I’ll stick to fiction, so I don’t bore anyone. After more than a decade, I’ve happily returned to Houellebecq, whose books I used to devour as soon as they came out. Among other things, I appreciate how specifically sociological his writing is - deep, unpretentious, and otherwise different. This time, I revisited The Elementary Particles and Platform, and the feelings they evoked were just the same as back then. I was also very taken with Someone to Talk to by Liu Zhenyun, which I read alongside Branko Milanović’s Capitalism, Alone. I enjoyed how a fictional analysis of Chinese society can so effectively complement—and illustrate through its micro-stories—the arguments of an academic political economist. At the moment, I’m slowly making my way through Pasolini’s The Ashes of Gramsci.

What do you look forward to most in your workday?
I look forward to my morning coffee while clearing out my inbox, to saying the classic line “So, any questions or comments?” at the end of class — followed by no questions or comments at all (which clearly means the students understand everything perfectly) — and to working lunches where no actual work gets done.

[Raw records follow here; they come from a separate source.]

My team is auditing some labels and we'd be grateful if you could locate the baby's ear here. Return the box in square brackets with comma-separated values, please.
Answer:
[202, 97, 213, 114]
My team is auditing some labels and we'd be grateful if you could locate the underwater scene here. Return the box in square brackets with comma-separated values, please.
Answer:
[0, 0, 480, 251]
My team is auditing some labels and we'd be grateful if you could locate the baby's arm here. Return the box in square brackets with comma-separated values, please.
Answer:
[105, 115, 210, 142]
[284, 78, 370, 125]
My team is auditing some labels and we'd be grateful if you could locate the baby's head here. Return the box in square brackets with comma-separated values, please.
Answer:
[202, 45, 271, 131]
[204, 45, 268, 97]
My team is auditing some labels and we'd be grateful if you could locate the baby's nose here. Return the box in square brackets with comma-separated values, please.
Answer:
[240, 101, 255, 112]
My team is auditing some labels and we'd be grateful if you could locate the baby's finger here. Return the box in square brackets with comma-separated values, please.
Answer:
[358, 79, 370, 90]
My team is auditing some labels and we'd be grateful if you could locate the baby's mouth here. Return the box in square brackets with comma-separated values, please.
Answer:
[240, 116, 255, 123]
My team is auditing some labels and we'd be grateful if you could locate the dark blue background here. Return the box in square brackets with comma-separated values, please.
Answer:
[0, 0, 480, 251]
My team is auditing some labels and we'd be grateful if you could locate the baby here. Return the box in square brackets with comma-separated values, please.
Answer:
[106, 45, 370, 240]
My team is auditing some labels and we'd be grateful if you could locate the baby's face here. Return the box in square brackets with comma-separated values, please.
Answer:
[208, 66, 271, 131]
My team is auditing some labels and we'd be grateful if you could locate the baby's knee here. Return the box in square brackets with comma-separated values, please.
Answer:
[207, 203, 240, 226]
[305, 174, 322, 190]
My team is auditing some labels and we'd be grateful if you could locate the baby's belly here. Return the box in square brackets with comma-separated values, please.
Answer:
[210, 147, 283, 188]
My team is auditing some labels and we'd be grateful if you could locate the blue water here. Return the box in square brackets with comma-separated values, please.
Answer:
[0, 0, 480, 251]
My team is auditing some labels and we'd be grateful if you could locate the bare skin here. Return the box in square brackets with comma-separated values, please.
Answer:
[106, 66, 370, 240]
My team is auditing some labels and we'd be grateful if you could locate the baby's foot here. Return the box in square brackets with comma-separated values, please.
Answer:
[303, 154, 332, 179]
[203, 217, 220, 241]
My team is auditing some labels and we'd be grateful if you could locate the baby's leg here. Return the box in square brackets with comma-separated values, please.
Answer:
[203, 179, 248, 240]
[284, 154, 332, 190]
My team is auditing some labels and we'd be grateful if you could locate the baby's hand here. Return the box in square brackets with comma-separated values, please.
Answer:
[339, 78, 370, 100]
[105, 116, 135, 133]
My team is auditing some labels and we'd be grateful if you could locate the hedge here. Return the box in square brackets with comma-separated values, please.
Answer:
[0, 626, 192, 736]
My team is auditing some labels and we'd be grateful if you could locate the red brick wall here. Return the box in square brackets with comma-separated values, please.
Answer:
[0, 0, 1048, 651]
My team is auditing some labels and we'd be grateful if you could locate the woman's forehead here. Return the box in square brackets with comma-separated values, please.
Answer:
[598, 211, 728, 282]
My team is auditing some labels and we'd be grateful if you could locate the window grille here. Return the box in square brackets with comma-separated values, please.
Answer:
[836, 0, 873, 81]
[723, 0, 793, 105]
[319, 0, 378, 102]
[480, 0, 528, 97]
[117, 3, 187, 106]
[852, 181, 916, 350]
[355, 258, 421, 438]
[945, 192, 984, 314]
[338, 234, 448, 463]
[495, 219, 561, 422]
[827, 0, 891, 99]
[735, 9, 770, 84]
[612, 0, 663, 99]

Rare and precious are the moments when I upload a finished article to the journal’s submission system, though this usually happens outside typical working hours — at night, on weekends, or on public holidays.

What has surprised you most in the past six months?
How much misunderstanding, irrationality, and emotion — both good and bad — can be found in an academic building (including in the basement).

What is your favorite place at the faculty?
At the moment, probably my office, which is unusually spacious. But I’m also fond of the atrium in the early morning — quiet and relatively empty, with the occasional muted conversation and the smell of fresh pastries.

What advice would you give to your student self?
There’s no need to worry about the future — you’ll keep enjoying it, and it will be worth the effort.